Scenario 1: From Positional to XML file - 6.1

Talend Components Reference Guide

EnrichVersion
6.1
EnrichProdName
Talend Big Data
Talend Big Data Platform
Talend Data Fabric
Talend Data Integration
Talend Data Management Platform
Talend Data Services Platform
Talend ESB
Talend MDM Platform
Talend Open Studio for Big Data
Talend Open Studio for Data Integration
Talend Open Studio for Data Quality
Talend Open Studio for ESB
Talend Open Studio for MDM
Talend Real-Time Big Data Platform
task
Data Governance
Data Quality and Preparation
Design and Development
EnrichPlatform
Talend Studio

The following scenario describes a two-component Job, which aims at reading data from an input file that contains contract numbers, customer references, and insurance numbers as shown below, and outputting the selected data (according to the data position) into an XML file.

Contract       CustomerRef    InsuranceNr
00001          8200           50330      
00001          8201           50331      
00002          8202           50332      
00002          8203           50333      

Dropping and linking components

  1. Drop a tFileInputPositional component from the Palette to the design workspace.

  2. Drop a tFileOutputXML component as well. This file is meant to receive the references in a structured way.
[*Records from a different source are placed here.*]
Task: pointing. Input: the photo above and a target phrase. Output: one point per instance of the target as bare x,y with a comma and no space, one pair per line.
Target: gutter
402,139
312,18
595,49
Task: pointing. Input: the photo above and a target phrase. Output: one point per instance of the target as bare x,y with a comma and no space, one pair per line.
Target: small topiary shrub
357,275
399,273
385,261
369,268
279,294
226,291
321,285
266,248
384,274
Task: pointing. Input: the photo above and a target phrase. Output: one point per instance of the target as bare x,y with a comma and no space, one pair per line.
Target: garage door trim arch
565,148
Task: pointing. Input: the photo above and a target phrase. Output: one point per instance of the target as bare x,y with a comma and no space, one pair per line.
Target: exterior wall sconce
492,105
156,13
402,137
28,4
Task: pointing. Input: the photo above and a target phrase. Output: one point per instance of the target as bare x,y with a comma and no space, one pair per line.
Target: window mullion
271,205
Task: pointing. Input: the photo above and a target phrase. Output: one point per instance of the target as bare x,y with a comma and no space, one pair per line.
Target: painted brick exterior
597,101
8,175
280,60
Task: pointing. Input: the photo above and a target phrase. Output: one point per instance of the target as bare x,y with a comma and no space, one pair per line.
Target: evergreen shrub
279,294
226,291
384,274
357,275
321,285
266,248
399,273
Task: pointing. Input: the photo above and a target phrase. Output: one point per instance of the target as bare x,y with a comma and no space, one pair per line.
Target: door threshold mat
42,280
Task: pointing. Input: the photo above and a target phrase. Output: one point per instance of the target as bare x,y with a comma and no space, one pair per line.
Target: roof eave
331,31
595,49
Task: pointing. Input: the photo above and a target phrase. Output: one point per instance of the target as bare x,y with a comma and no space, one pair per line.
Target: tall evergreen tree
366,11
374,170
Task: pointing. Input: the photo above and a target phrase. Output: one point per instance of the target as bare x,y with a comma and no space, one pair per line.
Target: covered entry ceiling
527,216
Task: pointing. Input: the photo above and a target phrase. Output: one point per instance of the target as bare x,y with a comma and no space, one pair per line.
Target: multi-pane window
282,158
  3. Right-click the tFileInputPositional component and select Row > Main. Then drag it onto the tFileOutputXML component and release when the plug symbol shows up.

Configuring data input

  1. Double-click the tFileInputPositional component to show its Basic settings view and define its properties.

  2. Define the Job Property type if needed. For this scenario, we use the built-in Property type.

    As opposed to the Repository, this means that the Property type is set for this station only.

  3. Fill in a path to the input file in the File Name field. This field is mandatory.

  4. Define the Row separator identifying the end of a row if needed, by default, a carriage return.

  5. If required, select the Use byte length as the cardinality check box to enable the support of double-byte character.

  6. Define the Pattern to delimit fields in a row. The pattern is a series of length values corresponding to the values of your input files. The values should be entered between quotes, and separated by a comma. Make sure the values you enter match the schema defined.

  7. Fill in the Header, Footer and Limit fields according to your input file structure and your need. In this scenario, we only need to skip the first row when reading the input file. To do this, fill the Header field with 1 and leave the other fields as they are.

  8. Next to Schema, select Repository if the input schema is stored in the Repository. In this use case, we use a Built-In input schema to define the data to pass on to the tFileOutputXML component.

  9. You can load and/or edit the schema via the Edit Schema function. For this schema, define three columns, respectively Contract, CustomerRef and InsuranceNr matching the structure of the input file. Then, click OK to close the [Schema] dialog box and propagate the changes.

Configuring data output

  1. Double-click tFileOutputXML to show its Basic settings view.

  2. Enter the XML output file path.

  3. Define the row tag that will wrap each row of data, in this use case ContractRef.

  4. Click the three-dot button next to Edit schema to view the data structure, and click Sync columns to retrieve the data structure from the input component if needed.

  5. Switch to the Advanced settings tab view to define other settings for the XML output.

  6. Click the plus button to add a line in the Root tags table, and enter a root tag (or more) to wrap the XML output structure, in this case ContractsList.

  7. Define parameters in the Output format table if needed. For example, select the As attribute check box for a column if you want to use its name and value as an attribute for the parent XML element, clear the Use schema column name check box for a column to reuse the column label from the input schema as the tag label. In this use case, we keep all the default output format settings as they are.

  8. To group output rows according to the contract number, select the Use dynamic grouping check box, add a line in the Group by table, select Contract from the Column list field, and enter an attribute for it in the Attribute label field.

  9. Leave all the other parameters as they are.

Saving and executing the Job

  1. Press Ctrl+S to save your Job to ensure that all the configured parameters take effect.

  2. Press F6 or click Run on the Run tab to execute the Job.

    The file is read row by row based on the length values defined in the Pattern field and output as an XML file as defined in the output settings. You can open it using any standard XML editor.